Behindertenrechte – Referat von Peter Grimm

Im Anschluss an die Mitgliederversammlung des Vereins «Fridlihuus» Glarus referierte Peter Grimm, Leiter der Fachstelle zur Förderung Selbstvertretung im Kanton Glarus, zum Projekt «Augenhöhe», dies auch im Rahmen der Glarner Aktionstage Behindertenrechte 2024.
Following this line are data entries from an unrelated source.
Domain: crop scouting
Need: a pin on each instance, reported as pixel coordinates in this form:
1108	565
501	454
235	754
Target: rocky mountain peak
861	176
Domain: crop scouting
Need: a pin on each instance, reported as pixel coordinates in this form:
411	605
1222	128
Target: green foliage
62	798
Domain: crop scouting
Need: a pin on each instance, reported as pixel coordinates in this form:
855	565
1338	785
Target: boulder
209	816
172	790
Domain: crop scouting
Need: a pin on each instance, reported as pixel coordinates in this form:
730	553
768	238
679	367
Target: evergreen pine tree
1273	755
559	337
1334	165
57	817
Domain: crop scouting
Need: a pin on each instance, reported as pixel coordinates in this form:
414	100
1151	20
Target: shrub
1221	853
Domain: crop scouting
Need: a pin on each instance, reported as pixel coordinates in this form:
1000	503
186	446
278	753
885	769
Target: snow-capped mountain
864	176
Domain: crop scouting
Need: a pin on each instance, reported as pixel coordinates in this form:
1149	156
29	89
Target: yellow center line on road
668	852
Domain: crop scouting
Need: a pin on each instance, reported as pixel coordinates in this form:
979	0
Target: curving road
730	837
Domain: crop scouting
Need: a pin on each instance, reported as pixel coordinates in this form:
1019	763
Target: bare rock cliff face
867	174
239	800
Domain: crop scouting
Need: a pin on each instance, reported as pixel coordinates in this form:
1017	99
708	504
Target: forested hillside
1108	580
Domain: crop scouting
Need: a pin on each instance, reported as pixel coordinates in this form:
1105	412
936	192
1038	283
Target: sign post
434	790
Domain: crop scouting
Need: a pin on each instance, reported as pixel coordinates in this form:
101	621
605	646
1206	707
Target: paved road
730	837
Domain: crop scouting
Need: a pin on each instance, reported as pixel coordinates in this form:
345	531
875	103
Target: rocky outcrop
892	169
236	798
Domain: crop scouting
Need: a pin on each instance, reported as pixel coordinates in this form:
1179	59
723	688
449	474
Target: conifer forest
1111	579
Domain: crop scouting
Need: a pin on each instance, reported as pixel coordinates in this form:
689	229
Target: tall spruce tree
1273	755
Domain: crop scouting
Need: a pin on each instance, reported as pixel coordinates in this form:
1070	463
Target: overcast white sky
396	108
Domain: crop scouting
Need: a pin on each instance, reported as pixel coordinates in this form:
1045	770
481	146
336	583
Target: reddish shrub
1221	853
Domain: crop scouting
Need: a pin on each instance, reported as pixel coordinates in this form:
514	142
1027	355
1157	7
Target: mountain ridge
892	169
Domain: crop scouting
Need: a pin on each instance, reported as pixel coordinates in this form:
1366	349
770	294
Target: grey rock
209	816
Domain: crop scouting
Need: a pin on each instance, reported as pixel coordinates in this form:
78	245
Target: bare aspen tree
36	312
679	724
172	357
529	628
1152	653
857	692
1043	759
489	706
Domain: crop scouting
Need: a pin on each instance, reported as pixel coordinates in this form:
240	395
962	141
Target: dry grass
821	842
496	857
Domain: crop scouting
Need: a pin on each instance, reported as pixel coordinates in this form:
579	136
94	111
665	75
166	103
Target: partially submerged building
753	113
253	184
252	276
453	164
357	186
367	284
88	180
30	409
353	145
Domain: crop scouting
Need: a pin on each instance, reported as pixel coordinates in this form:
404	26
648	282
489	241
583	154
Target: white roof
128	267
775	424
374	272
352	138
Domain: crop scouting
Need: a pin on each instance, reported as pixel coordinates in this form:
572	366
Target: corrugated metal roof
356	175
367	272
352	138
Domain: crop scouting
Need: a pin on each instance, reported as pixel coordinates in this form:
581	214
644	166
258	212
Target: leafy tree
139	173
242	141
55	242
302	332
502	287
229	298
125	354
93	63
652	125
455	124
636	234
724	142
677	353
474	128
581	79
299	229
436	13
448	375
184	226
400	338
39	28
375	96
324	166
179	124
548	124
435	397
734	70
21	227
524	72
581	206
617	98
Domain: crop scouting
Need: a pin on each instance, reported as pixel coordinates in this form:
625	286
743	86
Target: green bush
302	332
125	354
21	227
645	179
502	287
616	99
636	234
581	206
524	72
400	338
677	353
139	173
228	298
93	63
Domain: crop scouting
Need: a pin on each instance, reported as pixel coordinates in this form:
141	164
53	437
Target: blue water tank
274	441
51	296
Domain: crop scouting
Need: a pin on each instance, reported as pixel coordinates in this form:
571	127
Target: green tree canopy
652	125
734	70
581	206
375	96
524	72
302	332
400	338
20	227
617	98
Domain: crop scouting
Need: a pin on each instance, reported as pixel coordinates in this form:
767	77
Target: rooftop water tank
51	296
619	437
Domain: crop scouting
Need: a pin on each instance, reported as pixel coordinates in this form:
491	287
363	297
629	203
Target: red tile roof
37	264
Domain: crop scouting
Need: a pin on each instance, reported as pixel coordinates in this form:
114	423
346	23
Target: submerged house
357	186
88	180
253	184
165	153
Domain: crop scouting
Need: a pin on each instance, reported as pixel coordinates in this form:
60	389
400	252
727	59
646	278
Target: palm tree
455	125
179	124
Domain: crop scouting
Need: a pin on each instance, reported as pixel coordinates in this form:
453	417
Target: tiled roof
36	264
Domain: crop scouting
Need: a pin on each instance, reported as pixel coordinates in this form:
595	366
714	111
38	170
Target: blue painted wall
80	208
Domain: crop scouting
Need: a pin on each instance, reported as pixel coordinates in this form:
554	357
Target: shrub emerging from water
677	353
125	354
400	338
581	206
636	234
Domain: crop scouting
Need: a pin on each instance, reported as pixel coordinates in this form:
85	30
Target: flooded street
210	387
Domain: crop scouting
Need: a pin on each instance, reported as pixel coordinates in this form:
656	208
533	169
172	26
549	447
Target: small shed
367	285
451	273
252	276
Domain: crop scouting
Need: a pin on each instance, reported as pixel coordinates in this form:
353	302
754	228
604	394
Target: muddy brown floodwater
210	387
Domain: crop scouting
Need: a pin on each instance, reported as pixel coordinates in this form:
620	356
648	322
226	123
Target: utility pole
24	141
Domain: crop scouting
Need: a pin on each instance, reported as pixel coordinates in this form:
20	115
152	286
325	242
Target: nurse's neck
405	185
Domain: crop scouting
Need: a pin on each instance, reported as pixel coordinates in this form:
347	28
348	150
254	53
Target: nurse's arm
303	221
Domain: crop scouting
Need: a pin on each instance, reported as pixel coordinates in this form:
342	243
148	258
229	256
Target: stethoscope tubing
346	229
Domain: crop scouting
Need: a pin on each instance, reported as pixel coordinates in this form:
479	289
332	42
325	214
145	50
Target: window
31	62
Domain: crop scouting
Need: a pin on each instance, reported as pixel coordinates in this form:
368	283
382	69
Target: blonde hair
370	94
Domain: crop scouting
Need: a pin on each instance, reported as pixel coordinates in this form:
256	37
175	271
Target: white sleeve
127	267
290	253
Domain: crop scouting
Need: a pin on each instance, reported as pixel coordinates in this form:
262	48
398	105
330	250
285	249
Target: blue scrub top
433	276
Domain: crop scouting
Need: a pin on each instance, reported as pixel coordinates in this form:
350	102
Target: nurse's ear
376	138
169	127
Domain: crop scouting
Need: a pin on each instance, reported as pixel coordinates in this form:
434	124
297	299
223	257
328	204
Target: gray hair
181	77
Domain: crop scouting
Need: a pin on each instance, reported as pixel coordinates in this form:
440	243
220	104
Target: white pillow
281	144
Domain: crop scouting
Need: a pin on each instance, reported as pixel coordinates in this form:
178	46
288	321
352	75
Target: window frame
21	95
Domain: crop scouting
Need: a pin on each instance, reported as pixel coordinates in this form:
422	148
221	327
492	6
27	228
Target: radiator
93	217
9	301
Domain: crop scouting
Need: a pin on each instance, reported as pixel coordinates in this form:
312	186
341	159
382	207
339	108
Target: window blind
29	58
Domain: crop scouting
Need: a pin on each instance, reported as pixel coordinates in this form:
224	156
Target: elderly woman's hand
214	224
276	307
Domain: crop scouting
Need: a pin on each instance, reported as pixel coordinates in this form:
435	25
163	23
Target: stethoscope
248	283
Peter Grimm, Leiter der Fachstelle zur Förderung Selbstvertretung im Kanton Glarus,
Peter Grimm, Leiter der Fachstelle zur Förderung Selbstvertretung im Kanton Glarus,

Menschen mit Behinderungen sind praktisch täglich mit Hindernissen konfrontiert. Ab Mitte Mai finden über einen Monat hinweg auch im Glarnerland Aktionen statt, die als Beitrag zur Umsetzung der UNO-Behindertenrechtskonvention gedacht sind. Unter www.zukunft-inklusion.ch/gl ist mehr zu erfahren. Die Veranstaltungen tragen Titel wie «Silent Disco»; «Pop-Up-Café»; «Outdoor Escape Room»; «Eintauchen ins Dunkel»; «Die Zukunft erfinden»; «Stadtführung im Rollstuhl und Rollstuhlparcours»; «Mit Pfeil und Boden und einem Arm». Die Abschlussveranstaltung ist am 14. Juni mit Beginn um 18.00 Uhr in Schwanden im glarnersteg, Restaurant Müli, Mühleareal 19, angeboten.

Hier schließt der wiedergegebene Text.